Temperature measurement with thermocouple thermometer - thermoelectric effect
definition:
A pair of conductors of different materials that produce an electromotive force in a circuit based on the Seebeck effect. A pair of conductors of different materials that are bonded together at one end and use their thermoelectric effect to achieve temperature measurement.
Overview:
A thermocouple is a temperature sensing element and an instrument. It directly measures the temperature, converts the temperature signal into a thermal electromotive force signal, and converts it into the temperature of the measured medium through an electrical instrument (secondary instrument). The basic principle of thermocouple temperature measurement is that two conductors of different compositions form a closed loop. When there is a temperature gradient at both ends, a current will pass through the loop. At this time, there is an electromotive force - thermal electromotive force - between the two ends. This It's the so-called Seebeck effect. Two homogeneous conductors with different compositions are hot electrodes. The end with a higher temperature is the working end, and the end with a lower temperature is the free end. The free end is usually at a constant temperature. According to the functional relationship between thermoelectromotive force and temperature, a thermocouple indexing table is made; the indexing table is obtained when the free end temperature is 0°C. Different thermocouples have different indexing tables.

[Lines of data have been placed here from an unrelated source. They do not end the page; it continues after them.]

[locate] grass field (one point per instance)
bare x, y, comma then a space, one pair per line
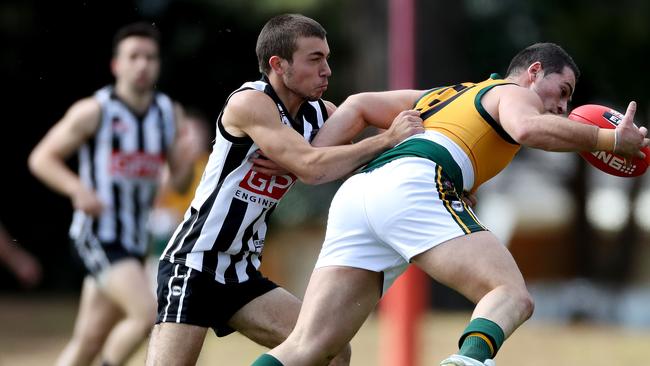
34, 329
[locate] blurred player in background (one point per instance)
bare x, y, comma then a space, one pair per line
23, 265
407, 205
124, 134
209, 275
170, 204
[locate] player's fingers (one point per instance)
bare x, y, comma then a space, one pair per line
646, 142
266, 171
629, 113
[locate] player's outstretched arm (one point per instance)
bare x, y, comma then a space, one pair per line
287, 148
47, 160
521, 114
182, 154
377, 109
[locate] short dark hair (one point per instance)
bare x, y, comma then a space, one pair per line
552, 57
138, 29
279, 37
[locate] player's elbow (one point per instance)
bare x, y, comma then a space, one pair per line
313, 170
35, 161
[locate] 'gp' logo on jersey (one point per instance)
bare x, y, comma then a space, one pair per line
274, 187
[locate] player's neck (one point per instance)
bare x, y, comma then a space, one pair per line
292, 101
138, 101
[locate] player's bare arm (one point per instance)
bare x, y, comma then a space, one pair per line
264, 165
521, 114
377, 109
284, 146
47, 160
181, 151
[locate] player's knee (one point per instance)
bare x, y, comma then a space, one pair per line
323, 348
343, 358
89, 342
524, 302
528, 305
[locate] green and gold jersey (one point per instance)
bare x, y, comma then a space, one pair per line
457, 113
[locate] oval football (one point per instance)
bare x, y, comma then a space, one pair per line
606, 161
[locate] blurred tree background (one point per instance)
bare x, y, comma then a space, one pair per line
57, 52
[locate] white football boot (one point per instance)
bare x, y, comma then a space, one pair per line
458, 360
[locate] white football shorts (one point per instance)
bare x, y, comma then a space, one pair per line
381, 219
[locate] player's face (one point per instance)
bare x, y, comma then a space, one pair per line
307, 75
137, 62
556, 90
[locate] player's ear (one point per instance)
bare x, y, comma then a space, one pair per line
113, 66
277, 64
534, 70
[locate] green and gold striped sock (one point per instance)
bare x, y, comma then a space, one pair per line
481, 340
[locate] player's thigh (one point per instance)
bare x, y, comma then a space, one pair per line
97, 313
268, 319
337, 302
127, 284
472, 264
175, 344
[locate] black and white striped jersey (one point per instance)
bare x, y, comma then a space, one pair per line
122, 163
224, 228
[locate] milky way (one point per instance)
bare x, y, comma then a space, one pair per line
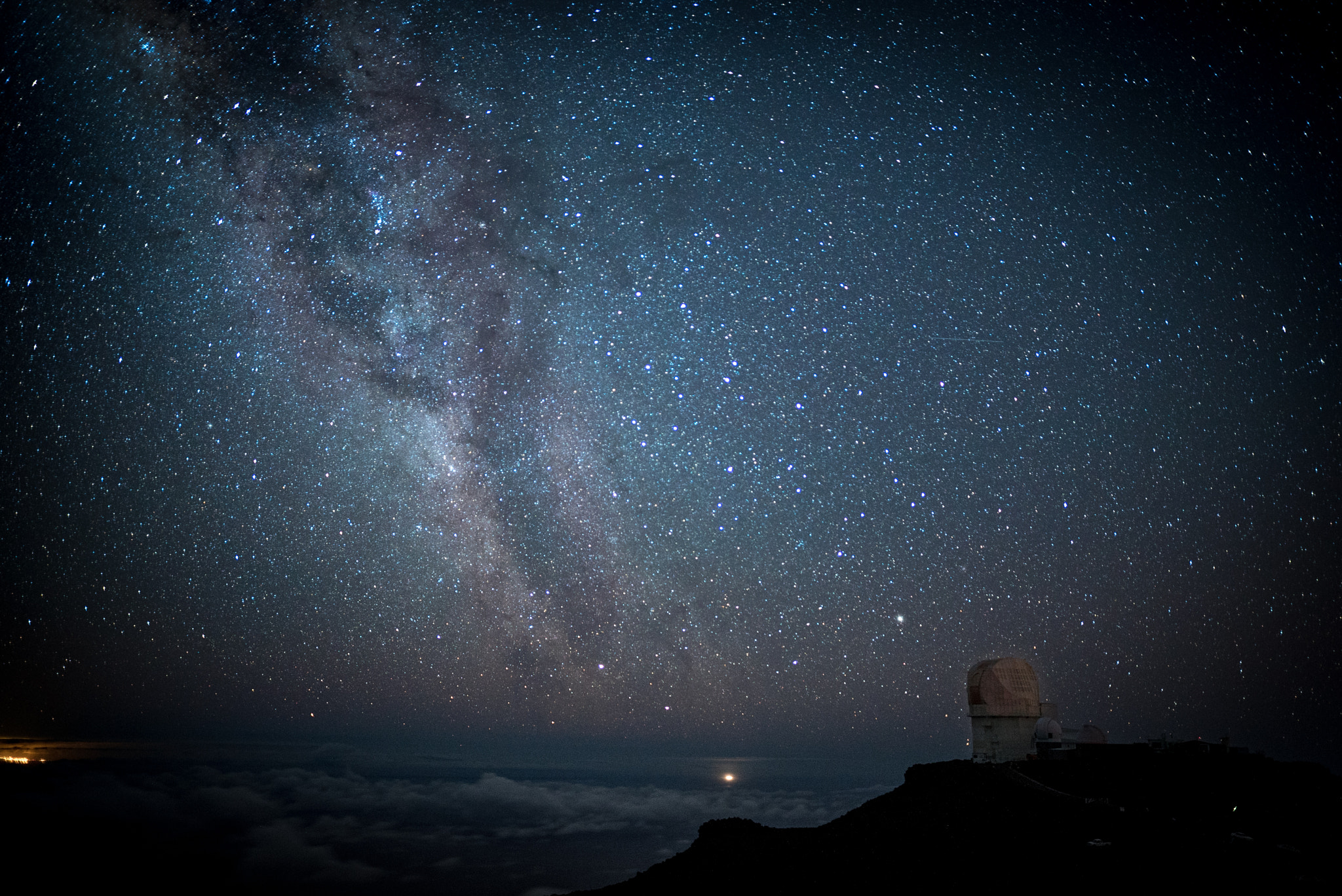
670, 369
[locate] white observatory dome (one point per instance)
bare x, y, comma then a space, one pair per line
1004, 687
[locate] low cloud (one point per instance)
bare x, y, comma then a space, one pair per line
490, 834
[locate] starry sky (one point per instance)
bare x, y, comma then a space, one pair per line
686, 372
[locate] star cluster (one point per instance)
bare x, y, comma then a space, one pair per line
668, 368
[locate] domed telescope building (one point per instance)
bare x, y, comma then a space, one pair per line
1004, 710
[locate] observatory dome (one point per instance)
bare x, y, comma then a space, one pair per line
1004, 687
1048, 730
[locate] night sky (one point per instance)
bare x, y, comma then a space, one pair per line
685, 373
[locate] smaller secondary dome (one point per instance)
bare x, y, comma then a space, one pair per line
1048, 730
1001, 687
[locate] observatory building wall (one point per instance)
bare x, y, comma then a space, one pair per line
1003, 710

When a third metal material is connected to the thermocouple loop, as long as the temperature of the two junctions of the material is the same, the thermoelectric potential generated by the thermocouple will remain unchanged, that is, it will not be affected by the third metal being connected to the loop. Therefore, when measuring the temperature of a thermocouple, the measuring instrument can be connected. After measuring the thermal electromotive force, the temperature of the measured medium can be known.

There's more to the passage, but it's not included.